# Kama and Sutra Dibble



## moustress (Sep 25, 2009)

They are keeping me waiting, and I'm getting impatient. She is such a wildly marked tri/splashed, that I don't rightly kinow what to call her! Sutra used to be my little sweetie, but now he prefers Kama, as they are almost always curled up together or draped one over the other. He is a very slightly marked black satin from a tri litter.


Kama


Sutra


----------



## Twotails (Nov 4, 2010)

I love your mice! They are so gorgeous!


----------



## moustress (Sep 25, 2009)

Thanks!


----------



## Rhasputin (Feb 21, 2010)

Is Kama an odd eye?


----------



## moustress (Sep 25, 2009)

She sort of is an odd eye; one is deep, dark ruby verging on black. (I could have sworn I answered this query already; sorry)

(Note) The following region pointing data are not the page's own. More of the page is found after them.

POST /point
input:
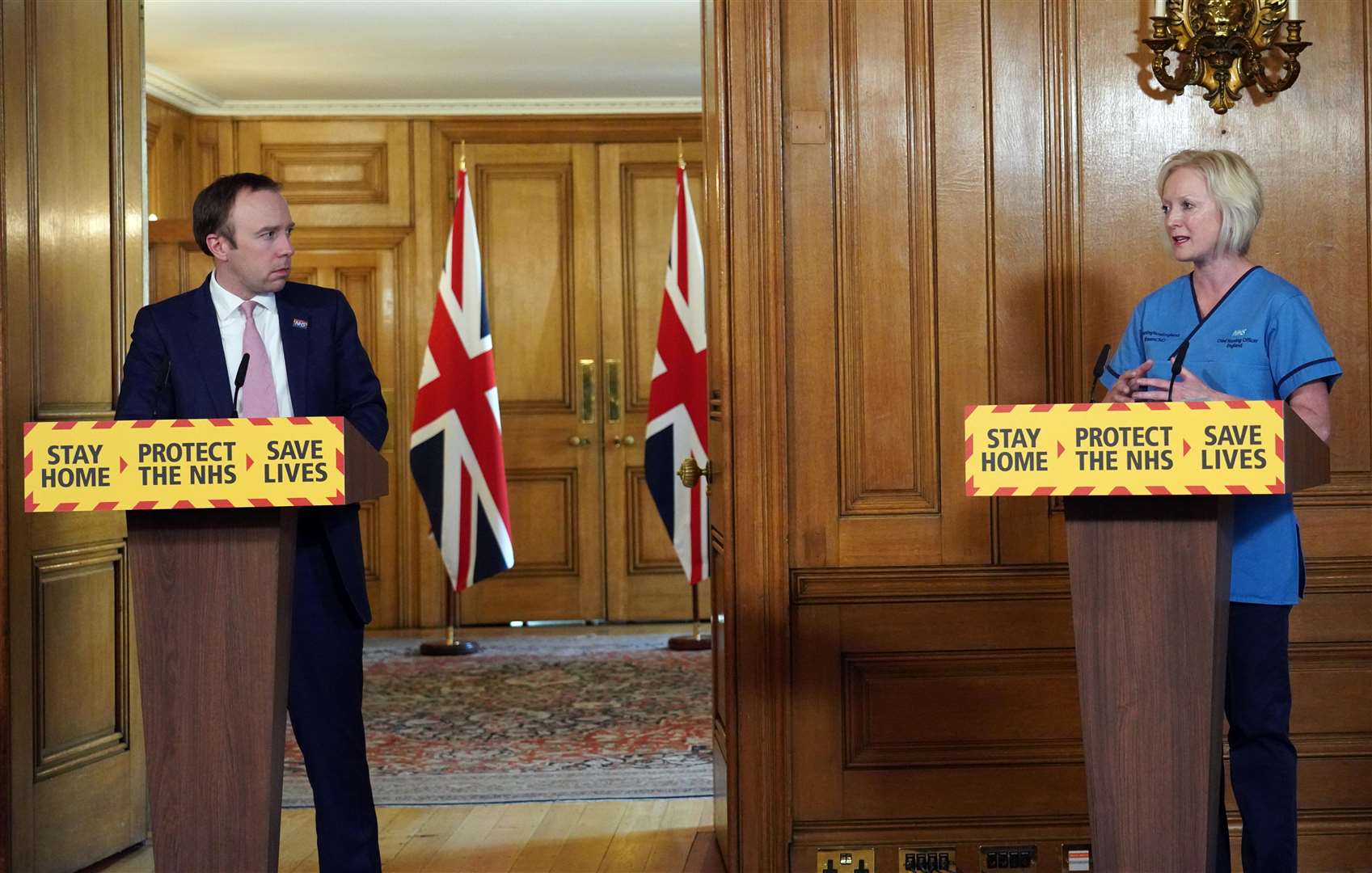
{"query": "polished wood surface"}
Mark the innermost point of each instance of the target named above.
(749, 369)
(72, 275)
(1151, 631)
(946, 204)
(214, 709)
(611, 837)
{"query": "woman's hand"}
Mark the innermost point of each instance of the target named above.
(1188, 387)
(1124, 387)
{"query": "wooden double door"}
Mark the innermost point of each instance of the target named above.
(574, 246)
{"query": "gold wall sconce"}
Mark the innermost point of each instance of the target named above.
(1222, 45)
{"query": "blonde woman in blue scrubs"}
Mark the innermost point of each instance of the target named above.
(1253, 335)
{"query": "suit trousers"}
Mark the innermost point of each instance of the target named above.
(326, 706)
(1257, 704)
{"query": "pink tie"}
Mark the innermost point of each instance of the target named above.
(258, 389)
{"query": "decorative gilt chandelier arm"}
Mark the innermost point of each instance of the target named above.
(1253, 69)
(1257, 72)
(1187, 72)
(1222, 45)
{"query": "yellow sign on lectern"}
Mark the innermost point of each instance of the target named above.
(183, 464)
(1179, 448)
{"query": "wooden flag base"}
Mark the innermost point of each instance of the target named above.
(697, 641)
(460, 647)
(689, 644)
(450, 645)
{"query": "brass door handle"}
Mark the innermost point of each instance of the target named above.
(612, 405)
(690, 473)
(588, 367)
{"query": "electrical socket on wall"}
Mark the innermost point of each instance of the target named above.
(846, 859)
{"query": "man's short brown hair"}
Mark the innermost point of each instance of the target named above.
(210, 213)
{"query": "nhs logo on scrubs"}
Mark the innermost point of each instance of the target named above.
(1236, 340)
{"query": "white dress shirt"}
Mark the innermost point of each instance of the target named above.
(228, 308)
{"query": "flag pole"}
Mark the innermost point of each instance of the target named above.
(450, 645)
(697, 641)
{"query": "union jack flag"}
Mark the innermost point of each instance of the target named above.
(456, 450)
(678, 404)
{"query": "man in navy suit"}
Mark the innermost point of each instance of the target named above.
(305, 360)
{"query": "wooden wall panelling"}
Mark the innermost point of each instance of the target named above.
(714, 239)
(1025, 112)
(570, 128)
(171, 151)
(637, 192)
(213, 154)
(72, 272)
(335, 172)
(864, 324)
(918, 711)
(745, 168)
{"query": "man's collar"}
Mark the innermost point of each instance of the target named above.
(226, 302)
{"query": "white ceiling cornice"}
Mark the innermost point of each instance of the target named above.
(185, 96)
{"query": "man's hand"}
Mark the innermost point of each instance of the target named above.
(1124, 387)
(1187, 387)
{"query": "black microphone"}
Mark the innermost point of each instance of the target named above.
(1176, 365)
(1095, 373)
(163, 386)
(238, 382)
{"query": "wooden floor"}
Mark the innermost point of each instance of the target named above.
(610, 837)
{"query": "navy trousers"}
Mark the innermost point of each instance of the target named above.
(326, 704)
(1257, 704)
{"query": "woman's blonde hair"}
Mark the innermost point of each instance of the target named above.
(1234, 187)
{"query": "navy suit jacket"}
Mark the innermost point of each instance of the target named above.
(327, 369)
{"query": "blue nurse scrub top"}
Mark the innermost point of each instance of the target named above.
(1260, 342)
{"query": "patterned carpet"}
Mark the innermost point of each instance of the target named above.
(531, 718)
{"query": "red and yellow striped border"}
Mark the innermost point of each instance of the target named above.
(120, 438)
(1186, 418)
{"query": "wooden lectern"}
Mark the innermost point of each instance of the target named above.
(212, 556)
(1149, 558)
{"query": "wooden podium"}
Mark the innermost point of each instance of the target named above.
(1149, 556)
(213, 568)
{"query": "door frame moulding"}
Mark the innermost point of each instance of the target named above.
(744, 172)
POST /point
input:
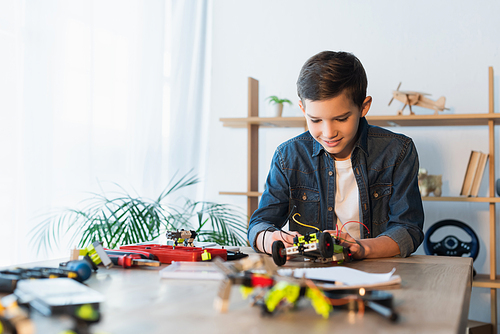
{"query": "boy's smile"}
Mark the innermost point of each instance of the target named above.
(334, 123)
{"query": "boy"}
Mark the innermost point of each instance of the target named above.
(342, 171)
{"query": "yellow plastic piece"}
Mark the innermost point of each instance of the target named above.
(245, 291)
(319, 302)
(282, 290)
(206, 256)
(87, 312)
(72, 275)
(313, 238)
(93, 254)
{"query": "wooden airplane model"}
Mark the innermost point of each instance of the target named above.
(410, 98)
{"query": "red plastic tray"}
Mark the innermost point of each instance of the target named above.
(167, 254)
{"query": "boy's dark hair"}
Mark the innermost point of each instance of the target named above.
(327, 74)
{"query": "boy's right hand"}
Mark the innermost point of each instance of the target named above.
(267, 239)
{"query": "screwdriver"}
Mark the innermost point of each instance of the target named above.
(133, 260)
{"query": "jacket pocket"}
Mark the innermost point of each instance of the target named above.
(380, 195)
(306, 202)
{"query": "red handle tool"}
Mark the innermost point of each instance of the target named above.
(133, 260)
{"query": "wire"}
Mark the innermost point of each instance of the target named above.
(351, 221)
(313, 227)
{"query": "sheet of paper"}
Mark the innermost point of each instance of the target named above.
(344, 276)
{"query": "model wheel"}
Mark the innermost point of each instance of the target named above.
(326, 245)
(279, 253)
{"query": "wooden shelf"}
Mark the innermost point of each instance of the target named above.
(484, 281)
(385, 121)
(274, 122)
(434, 120)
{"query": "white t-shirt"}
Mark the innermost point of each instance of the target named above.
(347, 198)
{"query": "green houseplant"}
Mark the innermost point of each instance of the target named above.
(278, 103)
(126, 219)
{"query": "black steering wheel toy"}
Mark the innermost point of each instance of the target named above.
(451, 245)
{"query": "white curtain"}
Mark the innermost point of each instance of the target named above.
(94, 93)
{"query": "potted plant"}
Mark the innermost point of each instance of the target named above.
(125, 219)
(278, 104)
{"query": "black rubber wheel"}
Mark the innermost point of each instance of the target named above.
(451, 245)
(278, 250)
(325, 245)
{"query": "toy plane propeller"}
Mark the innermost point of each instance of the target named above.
(411, 98)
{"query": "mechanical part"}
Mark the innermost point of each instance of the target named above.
(326, 245)
(451, 245)
(279, 253)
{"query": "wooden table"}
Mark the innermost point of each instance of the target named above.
(433, 298)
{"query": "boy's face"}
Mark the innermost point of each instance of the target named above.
(334, 123)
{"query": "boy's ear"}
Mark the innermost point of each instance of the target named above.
(366, 106)
(302, 107)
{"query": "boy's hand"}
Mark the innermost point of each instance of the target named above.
(268, 238)
(358, 251)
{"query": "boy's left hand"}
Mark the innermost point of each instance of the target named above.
(357, 249)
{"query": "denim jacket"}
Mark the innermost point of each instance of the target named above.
(385, 166)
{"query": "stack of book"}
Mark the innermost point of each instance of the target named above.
(474, 173)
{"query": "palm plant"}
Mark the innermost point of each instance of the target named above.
(277, 100)
(125, 219)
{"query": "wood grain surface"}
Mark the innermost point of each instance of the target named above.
(433, 298)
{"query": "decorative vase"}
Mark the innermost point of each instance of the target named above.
(279, 109)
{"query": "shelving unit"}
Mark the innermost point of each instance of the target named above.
(253, 122)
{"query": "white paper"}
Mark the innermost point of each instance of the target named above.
(344, 276)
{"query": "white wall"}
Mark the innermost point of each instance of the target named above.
(440, 47)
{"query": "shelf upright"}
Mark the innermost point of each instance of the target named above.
(253, 146)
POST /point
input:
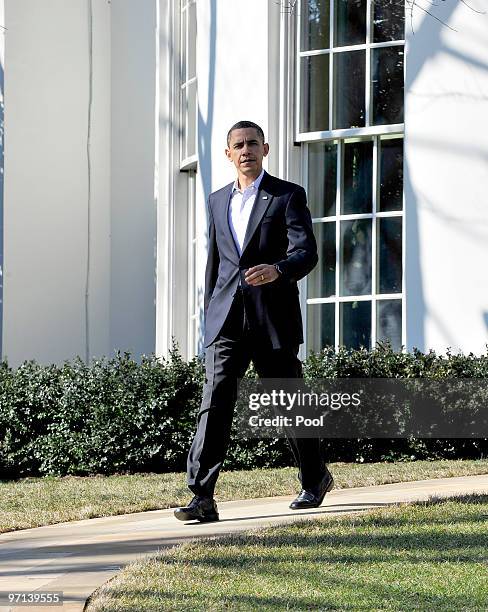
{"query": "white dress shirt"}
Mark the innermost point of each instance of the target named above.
(240, 208)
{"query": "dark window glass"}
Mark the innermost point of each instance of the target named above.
(355, 324)
(349, 88)
(315, 93)
(350, 22)
(358, 177)
(322, 178)
(388, 20)
(387, 71)
(356, 268)
(390, 255)
(320, 326)
(321, 281)
(389, 322)
(391, 174)
(315, 24)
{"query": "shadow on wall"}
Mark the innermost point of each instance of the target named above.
(428, 36)
(205, 141)
(1, 195)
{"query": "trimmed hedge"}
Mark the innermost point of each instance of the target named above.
(119, 416)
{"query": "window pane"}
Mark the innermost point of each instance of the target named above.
(320, 326)
(355, 324)
(315, 24)
(356, 257)
(390, 255)
(387, 70)
(322, 178)
(315, 93)
(192, 39)
(391, 174)
(350, 22)
(358, 177)
(389, 322)
(388, 20)
(349, 87)
(321, 281)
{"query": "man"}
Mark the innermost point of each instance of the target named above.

They had their litter! looks like more than half a dozen little ones!


----------



## Seawatch Stud (Feb 8, 2009)

I'm glad to see things are coming together for you again. It's good to see you looking forward rather than dwelling on recent events. I wish you all the very best with your new litters.


----------



## geordiesmice (Oct 26, 2010)

Lovely mice moustress , I dont give any of mine names there just my mice.There my life really I keep records on all of them but there cages are numbered so there name is a number lol.I have a few litter of fawn, Naked, banded dove and siamese there breeding well at the moment.I would love some tri coloured mice but I dont know any breeders near too me.


----------



## moustress (Sep 25, 2009)

Someone in Britain got some tris from Roland, I think, so I guess they'll be available, I would think, within the year.

I am thoroughly engrossed now in enjoying my new litters and looking forward to their maturity so I can get on with recovering from my losses. I posted a bunch of new pix of babies today.


----------